Segundo o relato dos juízes, as fações criminosas distorcem a aplicação do regime semiaberto ao dificultar a alocação de presos em determinadas casas de detenção, como decorrência das rivalidades entre diferentes grupos. Outra ação dos grupos é promover fugas maciças de presos do regime semiaberto a fim de obter vagas para membros da organização, e usar detentos beneficiados pela progressão para prática de crimes.
Rio Grande do Sul
“Quem passou a determinar as progressões não foi mais o juiz, não foi mais o estado. Quem passou a determinar as progressões foram as facções. Instaladas no regime fechado, as organizações determinavam que o preso fugisse, para que abrisse vaga”, afirma o juiz Sidnei Brzuska, da Justiça do Estado do Rio Grande do Sul, ao abordar as consequências de se manter os presos no regime fechado. Nas prisões em que não havia o controle de facção, as vagas de semiaberto viraram objeto de comércio - quem não pagava, os mais pobres, continuavam em regime fechado.
O resultado revelou-se nos números apresentados pelo magistrado: o Rio Grande do Sul possui cerca de 30 mil presos, dos quais 20% estão no regime semiaberto. Mas instituições do regime registraram, nos últimos três anos, 24.400 fugas.
A alocação sem critério de presos nas poucas vagas do semiaberto tem como resultado a prática de assassinatos, relatou o juiz. Nos últimos três anos, foram registrados 24 assassinatos de presos dentro das carceragens do regime semiaberto, além de casos não confirmados e desaparecidos.
Maranhão
“Não adianta lotar o presídio de condenados a semiaberto, ele será usado pelos criminosos. O preso do semiaberto é quem coloca droga para dentro do presídio, quem entra com celular, quem leva dinheiro, quem faz tarefas fora. Todos os presídios que visitei no Brasil têm essa hipótese dos presos misturados. No Maranhão se mistura por causa das facções. Elas não aceitam que determinado preso fique em determinada unidade. Fazemos isso até pra garantir a sobrevivência dos presos sob determinado regime”, afirmou em sua apresentação o desembargador José de Ribamar Fróz Sobrinho, do TJ-MA.
O magistrado defendeu um projeto de alteração da Lei de Execução Penal (Lei 7.210/84) que comporta a possibilidade de adiamento do cumprimento da pena até o surgimento de vagas.
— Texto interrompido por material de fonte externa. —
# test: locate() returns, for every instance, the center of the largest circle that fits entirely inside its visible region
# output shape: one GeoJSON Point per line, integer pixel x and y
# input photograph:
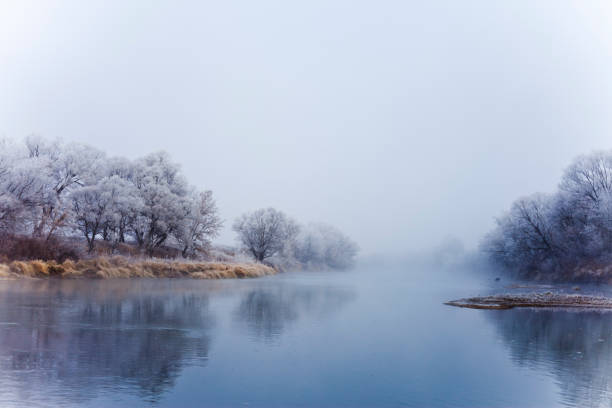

Segundo o projeto, na inexistência de vaga adequada, haveria a possiblidade de o juiz responsável pela execução suspender a pena, suspendendo também o prazo prescricional. “Nós só vamos permitir a entrada quando houver vaga, e seremos radicais nesse sentido”, diz.
Para proteger o preso do regime semiaberto, seria preciso, em primeiro lugar, evitar que ele entre em uma carceragem inapropriada. “A magistratura não pode mais ficar aguardando a melhora da infraestrutura. A mudança é muito tardia, não chega, não há dinheiro. Não são criadas vagas”, afirma.